A unanimous verdict of twelve makes it more probable than not that there will be at least one juror who does not think the law makes the alleged act an offense if there is not at least a 94% level of support in the community for acts of that kind being offenses.The key idea is that the jury system is not based on the assumption that the public from whom the jury is selected will be uniformly wise and skilled at jury duty. If it were, there would be no need for a jury of more than one.
Historical analysis indicates twelve was not just a "magic number", but a number arrived at through experience trying other sizes. The use of the number 15 for Scottish juries appears to be a legacy of that experimentation. And the ancient Athenians tried juries of 201 and sometimes 401.
Twentieth century "law office history" seems to hold that the size of the jury is to provide a "cross-section" of the public. In Williams v. Florida, 399 U.S. 78 (1970) the U.S. Supreme court sustained a state jury of less than twelve persons, finding that six was sufficient to provide a "cross-section". But from the experience of lawyers in jurisdictions where they have a choice of jury size, defendants usually choose twelve, which suggests a different dynamic, and that a jury of twelve provides a higher level of protection of rights, not just representation of diverse views.
Jury systems were established because the public could not trust the presiding officers of courts, the "bench", any more than they could trust the parties and their lawyers. Juries were thought to be less susceptible to being corrupted because they are assembled at random and serve for too brief a period of time to be easily compromised. On the other hand, juries composed of randomly selected citizens were also not as expert in deciding legal questions, and if they are not called to jury duty often enough to gain experience, the system has to rely on the attributes they bring with them from their ordinary lives. Justice systems tend to hold visions of things like a "reasonable man", an "ideal judge", or an "ideal juror". If any random selection of jurors drew nothing but ideal jurors, willing and able to exercise sound judgment and perceive the attempts to deceive them, so that they never render a verdict that would be a miscarriage of justice, then there would be little controversy about either using juries to bring verdicts, or the size of them. The system does not and can not depend on every citizen in the jury pool being ideal jurors, but it can work if a sufficiently large proportion of that pool are "adequate" in their judicial attributes, sufficiently resistant to miscarriages of justice, and the jury size is large enough to make it sufficiently likely that at least one such adequate juror will be selected, and, in a criminal case, the verdict is required to be unanimous.
Consider the formula
nj = rwhere n is the proportion of the population from which the jury is drawn who don't know or care how to be good jurors, j is the number of jurors in a jury, and r is the conviction rate.

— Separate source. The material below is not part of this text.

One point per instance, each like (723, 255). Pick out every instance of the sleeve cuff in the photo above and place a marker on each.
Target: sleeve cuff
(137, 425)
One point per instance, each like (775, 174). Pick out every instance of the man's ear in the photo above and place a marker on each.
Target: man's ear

Let's look at an array of several values of n, j, and r:
If the values of n can be taken as the proportion of the jury pool who does not take its jury duty seriously, then 1 - n are the proportion of those who do. That means for the jury system to render justice, for a jury of 6 we need to educate at least 11% (1 - .89) of the population to be good jurors, whereas for a jury of 12, we only have to educate 6% (1 -.94). In other words, the number of jurors required to make a jury can make all the difference between whether our efforts at public education are feasible. Reaching 11% is not just twice as difficult as 6%. It is likely to be 100 times as difficult. If civic education is not sufficiently productive of adequate jurors, then the remedy might be to increase the size of juries, perhaps to a number well beyond 12.

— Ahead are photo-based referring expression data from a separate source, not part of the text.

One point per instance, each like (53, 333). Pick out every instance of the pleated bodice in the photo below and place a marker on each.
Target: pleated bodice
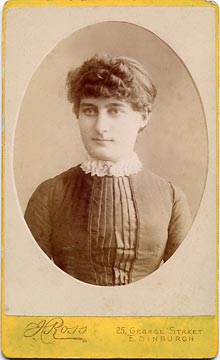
(107, 230)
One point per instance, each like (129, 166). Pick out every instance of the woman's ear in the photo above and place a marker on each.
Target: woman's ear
(145, 118)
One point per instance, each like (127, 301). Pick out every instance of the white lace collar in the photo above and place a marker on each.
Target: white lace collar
(125, 167)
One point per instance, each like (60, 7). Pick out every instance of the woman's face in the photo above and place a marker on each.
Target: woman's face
(109, 127)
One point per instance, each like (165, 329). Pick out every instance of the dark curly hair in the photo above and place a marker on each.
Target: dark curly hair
(107, 76)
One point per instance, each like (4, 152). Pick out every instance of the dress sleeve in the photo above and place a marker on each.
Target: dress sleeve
(180, 222)
(37, 217)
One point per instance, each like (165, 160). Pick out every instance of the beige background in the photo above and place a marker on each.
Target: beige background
(186, 284)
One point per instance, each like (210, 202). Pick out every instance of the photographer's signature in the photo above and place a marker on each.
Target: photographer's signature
(54, 329)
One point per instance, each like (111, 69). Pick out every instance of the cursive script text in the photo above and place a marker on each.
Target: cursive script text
(53, 329)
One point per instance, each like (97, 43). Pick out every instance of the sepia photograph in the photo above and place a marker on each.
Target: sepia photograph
(110, 179)
(111, 219)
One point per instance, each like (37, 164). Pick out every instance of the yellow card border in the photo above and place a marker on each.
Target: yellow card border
(136, 337)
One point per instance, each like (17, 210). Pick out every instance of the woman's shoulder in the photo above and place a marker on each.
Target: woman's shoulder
(162, 184)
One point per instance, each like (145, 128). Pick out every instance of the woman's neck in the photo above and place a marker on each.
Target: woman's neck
(124, 167)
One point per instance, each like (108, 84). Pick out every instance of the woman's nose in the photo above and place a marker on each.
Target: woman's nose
(102, 123)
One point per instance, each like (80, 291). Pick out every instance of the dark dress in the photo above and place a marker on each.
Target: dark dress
(108, 230)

The historical background for the 12-person jury lies in English common law, where crimes were not in general defined by statutes, but by custom and tradition. Therefore, a jury was not just deciding whether the accused actually did the deed, but whether the deed itself was a crime. Without doing a mathematical analysis, their experience would tend toward a system in which there was at least 94% community support for a deed of a certain kind being a crime, if only to avoid public protests from those who did not support that.
The remaining challenge, then, is to prevent voir dire from being conducted in a way that strikes the few good jurors. To the extent the prosecution can identify them, the number of strikes it gets is sufficient to get juries that would convict a ham sandwich.
Going further back historically, the model for the English grand jury that developed in the 12th and 13th centuries was the Hebrew סַנְהֶדְרִין sanhedrin, which was itself modeled during the time of Greek domination on the Greek συνέδριον, synedrion, "sitting together," hence "assembly" or "council". It consisted of twenty-three men appointed from every major city in the land of Israel. The Mishnah arrived at the number twenty-three based on an exegetical derivation: It must be possible for a "community" to vote for both conviction and exoneration (Numbers 35:24-5). The minimum size of a "community" is 10 men (Numbers 14:27). One more is required to achieve a majority (11–10), but a simple majority cannot convict (Exodus 23:2), and so an additional judge is required (12–10). Finally, a court should not have an even number of judges to prevent deadlocks; thus 23, which became the number for a grand jury. The English reduced this to a petit (small) jury of a minimum of 12 that had to swear they believed the defendant's oath, in a system called compurgation, and later to render a verdict (from Latin veredictum, "to say the truth"). That led to the requirement for a 12-person trial jury that had to be unanimous, at least in criminal cases.